I’ll tell you this… I do wish we had the YouTube video of Castle saying it.

Tags:

About the Author ()

Comments (17)

Trackback URL | Comments RSS Feed

  1. pandora says:

    That is one of the dumbest statements in the history of dumb statements.

  2. Unstable Isotope says:

    There is a pattern emerging in Republicans. Peggy Noonan said some things should just be “mysterious” and “walk on by.” Republicans have gone full-scale apologist on the Bush administration abuses so it’s not surprising that the ignore inconvenient truths mentality is spilling over into other places.

    So, is Castle trying to say that the Darfur genocides are not occurring since they aren’t on YouTube?

  3. anon says:

    There must be audio from several different sources of Castle saying that, including the News Journal and WDEL. If the audio doesn’t turn up somewhere, that will be an indication of how much protection Castle enjoys in Delaware.

  4. Al Mascitti says:

    I’m checking now. We’re not sure if it already has been taped over. If it hasn’t, I’ll try to get it up on my blog. I’ll keep you posted.

  5. jason330 says:

    I’m kinda feeling what UI is right now. What the heck is up with Republicans trying to cultivate this aura of being supernaturally disconnected from events?

    It is freaking weird.

  6. jason330 says:

    Prepared remarks usually reside here.

    Either the Youtube remarks never made it up or were scrubbed from the site.

  7. anon says:

    What the heck is up with Republicans trying to cultivate this aura of being supernaturally disconnected from events?

    The aide said that guys like me were ”in what we call the reality-based community,” which he defined as people who ”believe that solutions emerge from your judicious study of discernible reality.” I nodded and murmured something about enlightenment principles and empiricism. He cut me off. ”That’s not the way the world really works anymore,” he continued. ”We’re an empire now, and when we act, we create our own reality. And while you’re studying that reality — judiciously, as you will — we’ll act again, creating other new realities, which you can study too, and that’s how things will sort out.
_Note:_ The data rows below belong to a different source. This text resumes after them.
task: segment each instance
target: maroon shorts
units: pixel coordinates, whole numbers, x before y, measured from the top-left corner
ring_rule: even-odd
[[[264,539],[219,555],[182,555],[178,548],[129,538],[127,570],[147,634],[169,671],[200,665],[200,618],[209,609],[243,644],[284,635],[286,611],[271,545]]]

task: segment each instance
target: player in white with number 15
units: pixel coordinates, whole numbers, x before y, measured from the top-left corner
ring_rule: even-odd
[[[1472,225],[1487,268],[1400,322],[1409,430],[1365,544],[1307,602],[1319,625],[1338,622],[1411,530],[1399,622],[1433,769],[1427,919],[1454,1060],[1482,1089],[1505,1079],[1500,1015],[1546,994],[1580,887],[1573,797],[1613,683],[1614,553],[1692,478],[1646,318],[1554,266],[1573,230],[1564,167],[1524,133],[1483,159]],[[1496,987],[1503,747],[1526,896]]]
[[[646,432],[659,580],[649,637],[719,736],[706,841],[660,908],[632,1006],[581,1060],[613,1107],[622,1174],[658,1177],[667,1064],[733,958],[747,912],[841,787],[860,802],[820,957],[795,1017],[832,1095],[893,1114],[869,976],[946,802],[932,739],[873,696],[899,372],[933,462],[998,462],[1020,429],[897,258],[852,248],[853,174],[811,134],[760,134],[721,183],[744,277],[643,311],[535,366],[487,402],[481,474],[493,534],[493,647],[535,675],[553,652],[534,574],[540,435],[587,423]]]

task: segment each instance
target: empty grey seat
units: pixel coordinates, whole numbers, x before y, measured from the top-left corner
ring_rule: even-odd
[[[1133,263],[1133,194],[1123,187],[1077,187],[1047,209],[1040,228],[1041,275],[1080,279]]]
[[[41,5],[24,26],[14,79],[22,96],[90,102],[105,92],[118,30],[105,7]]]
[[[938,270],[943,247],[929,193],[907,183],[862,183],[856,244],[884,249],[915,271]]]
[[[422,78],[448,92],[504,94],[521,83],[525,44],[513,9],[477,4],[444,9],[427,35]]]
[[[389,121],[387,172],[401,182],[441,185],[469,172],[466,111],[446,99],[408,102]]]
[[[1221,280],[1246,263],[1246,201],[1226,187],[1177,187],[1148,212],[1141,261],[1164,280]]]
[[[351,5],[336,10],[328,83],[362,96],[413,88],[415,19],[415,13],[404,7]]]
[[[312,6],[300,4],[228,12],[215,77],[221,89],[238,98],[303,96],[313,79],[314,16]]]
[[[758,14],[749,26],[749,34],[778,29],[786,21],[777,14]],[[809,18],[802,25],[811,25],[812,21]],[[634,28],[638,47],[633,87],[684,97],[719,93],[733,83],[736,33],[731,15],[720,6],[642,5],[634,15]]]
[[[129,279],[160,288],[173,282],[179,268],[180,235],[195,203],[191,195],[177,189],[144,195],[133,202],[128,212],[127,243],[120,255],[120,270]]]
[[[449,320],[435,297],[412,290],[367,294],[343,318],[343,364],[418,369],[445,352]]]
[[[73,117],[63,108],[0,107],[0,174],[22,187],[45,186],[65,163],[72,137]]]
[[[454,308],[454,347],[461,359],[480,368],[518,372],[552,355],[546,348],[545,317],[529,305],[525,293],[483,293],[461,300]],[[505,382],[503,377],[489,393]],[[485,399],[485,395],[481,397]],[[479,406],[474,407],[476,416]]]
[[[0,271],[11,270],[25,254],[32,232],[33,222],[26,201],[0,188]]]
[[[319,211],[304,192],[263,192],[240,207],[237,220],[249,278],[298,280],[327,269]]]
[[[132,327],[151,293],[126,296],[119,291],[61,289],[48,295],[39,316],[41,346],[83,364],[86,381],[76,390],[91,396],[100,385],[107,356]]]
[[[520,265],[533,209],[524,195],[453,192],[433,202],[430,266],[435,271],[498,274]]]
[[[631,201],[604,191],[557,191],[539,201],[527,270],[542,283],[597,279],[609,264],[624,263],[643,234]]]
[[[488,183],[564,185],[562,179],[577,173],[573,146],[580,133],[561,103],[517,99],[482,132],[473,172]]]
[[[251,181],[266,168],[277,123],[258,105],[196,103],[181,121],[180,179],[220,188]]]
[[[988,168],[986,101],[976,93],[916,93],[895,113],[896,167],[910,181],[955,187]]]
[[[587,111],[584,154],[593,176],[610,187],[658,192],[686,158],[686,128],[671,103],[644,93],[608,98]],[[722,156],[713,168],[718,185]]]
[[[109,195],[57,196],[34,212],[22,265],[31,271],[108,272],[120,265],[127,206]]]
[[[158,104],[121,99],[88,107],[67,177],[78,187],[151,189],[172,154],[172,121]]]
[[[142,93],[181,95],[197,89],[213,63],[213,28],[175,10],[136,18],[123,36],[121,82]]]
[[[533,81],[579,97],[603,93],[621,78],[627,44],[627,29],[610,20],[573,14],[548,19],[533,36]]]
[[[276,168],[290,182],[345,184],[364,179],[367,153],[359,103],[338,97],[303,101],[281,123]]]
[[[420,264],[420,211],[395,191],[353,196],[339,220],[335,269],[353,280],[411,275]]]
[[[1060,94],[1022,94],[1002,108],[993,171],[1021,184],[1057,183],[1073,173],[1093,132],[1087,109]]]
We’re history’s actors . . . and you, all of you, will be left to just study what we do.”

    link

  8. anon says:

    If Castle actually made the remarks, in the context reported to LG – the real news is that a roomful of reporters didn’t think the comment was newsworthy.

  9. jason330 says:

    For all of Castle’s subservient mewling during the Bush years – I never thought he fully broke with the reality based community.

    I guess I was wrong.

  10. anon says:

    I never noticed before, the phrase “reality based community” was bestowed by the Bush aide quoted in the article, not by the left itself.

  11. jason330 says:

    Oh yeah. The Bushies were so proud of their new model.

    Soooooo effing proud.

  12. cassandra_m says:

    I’m stunned that none of the assembled reporters would report on that. Or at least someone should have followed up with Castle to ask him if he would support some of the human rights groups out there that do try to provide video equipment to document human rights violations. Peter Gabriel’s Witness program is just one of many.

    Or ask Castle why the DOD worked so hard to control the flow of information and images from Iraq and Afghanistan, presuming that the power of information is good enough for all of us.

  13. liberalgeek says:

    I was stunned, too. My source is reliable, though. I wonder if Al will be able to dig up the tape.

  14. anonone says:

    There were ordinary people in Nazi Germany who knew what was going on that said nothing.

    And there were ordinary people in republican America who knew what was going on that said nothing.

  15. Unstable Isotope says:

    I remember how Republicans subjected us to excruciating detail on Bill Clinton’s sex life but when their misdeeds are in the spotlight they turn to “let’s not play the blame game.”

    I think Republicans have spent the last decade carefully constructing an alternate reality with their own news channel and their own schools. I think you can only ignore reality for so long before it bites you in the #ss.

  16. delacrat says:

    Yes, Castle did not mention Darfur. But in fairness to Castle, no one else mentioned Darfur (or Palestine) either.